Dinci-faşist zorbalığa karşı mücadele arayışlarının gündeme gelmesi kendi içinde olumlu bir çabadır elbette. Zira tek adam diktasına dayalı saray rejiminin hedef aldığı hak ve özgürlükler ancak meşru mücadeleyle korunup geliştirilebilir. Bu bağlamda “demokrasi ittifakı” ya da “faşizme karşı birleşik mücadele” söylemi, kitlelerin harekete geçirilmesini esas alan bir çabayla birleştirilebilirse anlamlı olacaktır.

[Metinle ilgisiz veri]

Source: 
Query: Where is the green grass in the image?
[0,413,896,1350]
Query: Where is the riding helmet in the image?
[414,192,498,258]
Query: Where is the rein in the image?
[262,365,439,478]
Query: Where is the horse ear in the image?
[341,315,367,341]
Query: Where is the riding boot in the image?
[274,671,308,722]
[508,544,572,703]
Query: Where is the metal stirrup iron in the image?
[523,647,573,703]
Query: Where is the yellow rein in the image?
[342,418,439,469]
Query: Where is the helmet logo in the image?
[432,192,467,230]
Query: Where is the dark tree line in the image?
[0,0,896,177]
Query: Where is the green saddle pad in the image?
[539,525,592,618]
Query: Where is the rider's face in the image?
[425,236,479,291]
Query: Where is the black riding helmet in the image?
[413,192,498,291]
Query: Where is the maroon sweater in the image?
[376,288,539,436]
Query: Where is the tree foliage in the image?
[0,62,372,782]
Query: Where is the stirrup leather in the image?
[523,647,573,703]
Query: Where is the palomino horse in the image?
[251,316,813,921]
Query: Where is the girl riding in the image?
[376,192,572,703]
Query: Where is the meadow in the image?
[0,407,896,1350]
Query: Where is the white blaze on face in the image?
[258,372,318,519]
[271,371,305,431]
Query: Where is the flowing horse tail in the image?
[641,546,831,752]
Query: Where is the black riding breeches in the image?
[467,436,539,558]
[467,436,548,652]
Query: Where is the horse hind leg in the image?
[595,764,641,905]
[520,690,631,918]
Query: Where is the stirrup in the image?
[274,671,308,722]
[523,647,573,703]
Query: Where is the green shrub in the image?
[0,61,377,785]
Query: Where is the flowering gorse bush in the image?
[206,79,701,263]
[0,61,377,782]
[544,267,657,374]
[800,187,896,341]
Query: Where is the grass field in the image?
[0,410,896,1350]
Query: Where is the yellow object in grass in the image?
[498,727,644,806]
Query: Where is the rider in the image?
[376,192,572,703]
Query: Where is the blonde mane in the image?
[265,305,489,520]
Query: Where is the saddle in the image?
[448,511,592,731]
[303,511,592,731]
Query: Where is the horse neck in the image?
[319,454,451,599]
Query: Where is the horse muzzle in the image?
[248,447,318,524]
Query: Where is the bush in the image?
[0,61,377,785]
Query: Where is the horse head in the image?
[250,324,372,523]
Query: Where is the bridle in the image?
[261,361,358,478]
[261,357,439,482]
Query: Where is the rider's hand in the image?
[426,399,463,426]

“Demokrasi ittifakı” oluşturma girişimlerine farklı çevreler ilgi gösterse de esas çabayı HDP harcıyor. Partinin Eş Genel Başkanı Sezai Temelli liderliğinde yürütülen görüşmeler HDP’nin konuya verdiği önemi gösteriyor. Sendikaları, reformist sol partileri, insan hakları örgütlerini ziyaret eden HDP heyeti “Demokratik Anayasa”, “Yargı Paketi”, “Demokrasi İttifakı” için ortak çalışma öneriyor. Sezai Temelli liderliğindeki heyetin son durağı, sermaye kodamanlarının örgütü TÜSİAD oldu.

Hazırladığı “strateji metni”ni TÜSİAD’a sunan HDP heyeti “Demokratik Anayasa”, “Yargı Paketi”, “Demokrasi İttifakı” için sermaye kodamanlarından da destek istedi. TÜSİAD kapısının çalınması, kitleleri harekete geçirecek bir mücadele programının değil, düzen kurumlarına dayanan bir “ittifak” arayışının esas alındığına işaret ediyor.

***

Son günlerde gündeme getirilen “demokratik anayasa” söyleminde elbette bir yenilik yok. Hem düzen partileri hem reformist sol çevrelerin sık sık dile getirdiği bu söylemin bir kıymet-i harbiyesi de bulunmuyor. Zira kulaklara hoş gelse de gerçek yaşamda karşılığı olmayan boş bir nakarattır bu. Hal böyleyken “demokratik bir anayasa için demokrasi ittifakı” formülünden dikkate değer bir pratik sonuç çıkması olası değil.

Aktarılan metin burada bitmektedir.